Can an arbitrarily intelligent reinforcement learning agent be kept under control by a human user? Or do agents with sufficient intelligence inevitably find ways to shortcut their reward signal? This question impacts how far reinforcement learning can be scaled, and whether alternative paradigms must be developed in order to build safe artificial general intelligence.

Reward tampering¶

I've heard it said that no agent will ever become more intelligent than it takes to edit its own reward function, giving itself a simpler task. This paper treats such problems seriously, with some encouraging results.

From an AI safety perspective, we must bear in mind that in any practically implemented system, agent reward may not coincide with user utility. In other words, the agent may have found a way to obtain reward without doing the task. This is sometimes called reward hacking or reward corruption. We distinguish between a few different types of reward hacking.

Reward gaming vs. reward tampering¶

The authors make a distinction between reward gaming, where the agent exploits a misspecification of the process that determines the rewards, and reward tampering, where the agent actually modifies that process. This paper is focused on the latter.

They then subdivide reward tampering into three subcategories, according to whether the agent has tampered with the function itself, the feedback that trains the reward function, or the input to the reward function.

Hacking the reward function: Section 3¶

First, regardless of whether the reward is chosen by a computer program, a human, or both, a sufficiently capable, real-world agent may find a way to tamper with the decision. The agent may for example hack the computer program that determines the reward. Such a strategy may bring high agent reward and low user utility. This reward function tampering problem will be explored in Section 3.

Fortunately, there are modifications of the RL objective that remove the agent’s incentiveto tamper with the reward function.

In Section 3 the authors formalize the problem, and propose two reward variants that disincentivize tampering.

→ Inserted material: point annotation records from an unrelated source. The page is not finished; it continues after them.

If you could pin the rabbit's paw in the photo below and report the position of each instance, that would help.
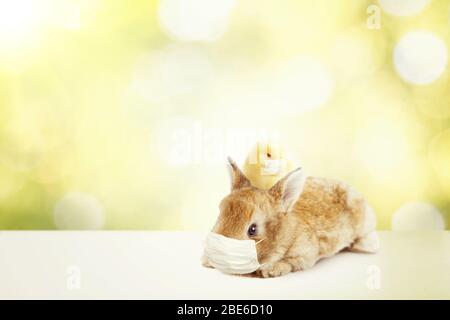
(276, 269)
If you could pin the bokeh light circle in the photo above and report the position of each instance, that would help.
(79, 211)
(420, 57)
(417, 216)
(403, 7)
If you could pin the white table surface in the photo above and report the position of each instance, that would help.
(165, 265)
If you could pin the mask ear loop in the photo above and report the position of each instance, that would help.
(256, 245)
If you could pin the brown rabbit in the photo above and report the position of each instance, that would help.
(301, 219)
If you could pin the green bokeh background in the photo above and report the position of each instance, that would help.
(75, 118)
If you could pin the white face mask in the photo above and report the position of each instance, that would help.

Manipulating the feedback mechanism: Section 4¶

The related problem of reward gaming can occur even if the agent never tamperswith the reward function. A promising way to mitigate the reward gaming problem isto let the user continuously give feedback to update the reward function, using online reward-modeling. Whenever the agent finds a strategy with high agent reward but low user utility, the user can give feedback that dissuades the agent from continuing the behavior. However, a worry with online reward modeling is that the agent may influence the feedback. For example, the agent may prevent the user from giving feedback while continuing to exploit a misspecified reward function, or manipulate the user to give feedback that boosts agent reward but not user utility. This feedback tampering problem and its solutions will be the focus of Section 4.

Section 4 proposes several potential modifications to disincentivize or directly prevent feedback manipulation, ultimately with the recommendation that they be combined in an ensemble.

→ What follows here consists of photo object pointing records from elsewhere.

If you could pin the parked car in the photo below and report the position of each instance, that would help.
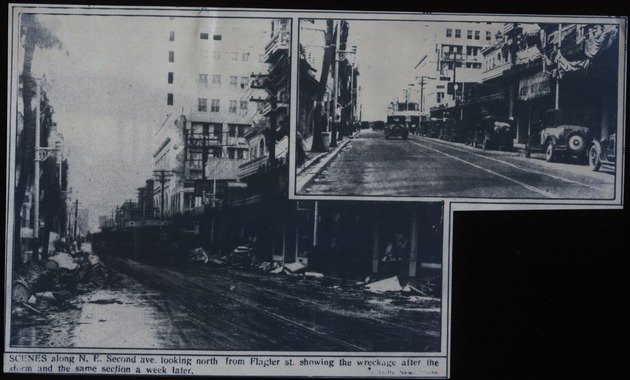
(562, 134)
(603, 153)
(425, 125)
(493, 132)
(396, 126)
(453, 130)
(378, 125)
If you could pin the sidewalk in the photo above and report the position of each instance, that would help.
(317, 161)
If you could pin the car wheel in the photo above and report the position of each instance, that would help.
(593, 159)
(550, 152)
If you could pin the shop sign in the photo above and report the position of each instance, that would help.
(534, 86)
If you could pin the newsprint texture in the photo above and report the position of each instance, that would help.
(270, 192)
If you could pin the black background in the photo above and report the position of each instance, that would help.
(535, 294)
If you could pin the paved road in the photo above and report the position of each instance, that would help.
(227, 309)
(426, 167)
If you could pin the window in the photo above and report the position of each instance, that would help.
(203, 80)
(202, 105)
(216, 80)
(214, 105)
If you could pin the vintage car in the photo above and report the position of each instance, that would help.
(396, 126)
(378, 125)
(564, 133)
(425, 125)
(493, 132)
(603, 153)
(453, 130)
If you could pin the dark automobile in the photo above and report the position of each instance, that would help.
(564, 133)
(603, 153)
(425, 125)
(493, 132)
(435, 127)
(453, 130)
(378, 125)
(396, 126)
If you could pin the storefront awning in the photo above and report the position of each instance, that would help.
(534, 86)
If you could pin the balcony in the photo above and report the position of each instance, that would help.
(496, 71)
(279, 43)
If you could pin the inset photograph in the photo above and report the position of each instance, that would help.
(459, 110)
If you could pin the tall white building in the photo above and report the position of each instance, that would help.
(209, 105)
(457, 60)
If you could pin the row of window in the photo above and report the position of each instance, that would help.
(233, 56)
(471, 34)
(215, 105)
(203, 36)
(216, 55)
(216, 80)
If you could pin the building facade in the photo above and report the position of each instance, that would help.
(210, 105)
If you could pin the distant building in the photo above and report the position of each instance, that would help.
(458, 62)
(210, 105)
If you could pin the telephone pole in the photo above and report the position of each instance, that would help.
(76, 213)
(422, 82)
(163, 176)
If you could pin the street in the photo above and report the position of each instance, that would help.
(186, 306)
(427, 167)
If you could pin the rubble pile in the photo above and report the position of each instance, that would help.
(49, 285)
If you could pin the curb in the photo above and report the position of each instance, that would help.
(326, 158)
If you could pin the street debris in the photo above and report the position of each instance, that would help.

Input tampering: Section 5¶

Finally, the agent may tamper with the input to the reward function, so-called RF-input tampering, for example by gluing a picture in front of its camera to fool the reward function that the task has been completed. This problem and its potential solution will be the focus of Section 5.

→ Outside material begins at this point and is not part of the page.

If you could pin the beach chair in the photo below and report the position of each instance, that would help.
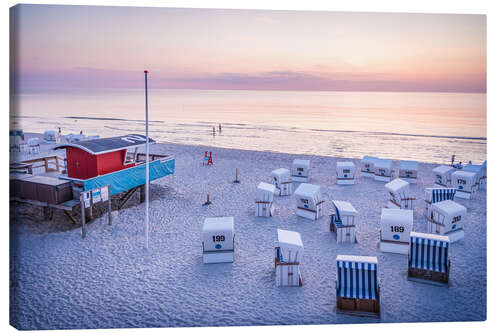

Very interestingly, Section 5 argues that model-based methods avoid the input tampering problem.

Results summary¶

One way to prevent the agent from tampering with the reward function is to isolate or encrypt the reward function, and in other ways trying to physically prevent the agent from reward tampering. However, we do not expect such solutions to scale indefinitely with our agent’s capabilities, as a sufficiently capable agent may find ways around most defenses. Instead, we have argued for design principles that prevent reward tampering incentives, while still keeping agents motivated to complete the original task. Indeed, for each type of reward tampering possibility, we described one or more design principles for removing the agent’s incentive to use it. The design principles can be combined into agent designs with no reward tampering incentive at all.

An important next step is to turn the design principles into practical and scalable RL algorithms, and to verify that they do the right thing in setups where various types of reward tampering are possible. With time, we hope that these design principles will evolve into a set of best practices for how to build capable RL agents without reward tampering incentives. We also hope that the use of causal influence diagrams that we have pioneered in this paper will contribute to a deeper understanding of many other AI safety problems and help generate new solutions.

Parting thoughts¶

I look forward to reading this paper more thoroughly, both because I understand this problem of disincentivising reward hacking is hard, and because Causal Influence Diagrams sound interesting and generally useful.
AI safety is important, and I rather hope that awareness of some ways your agents could cheat will help to prevent such errors from leaking out into the world before they are caught.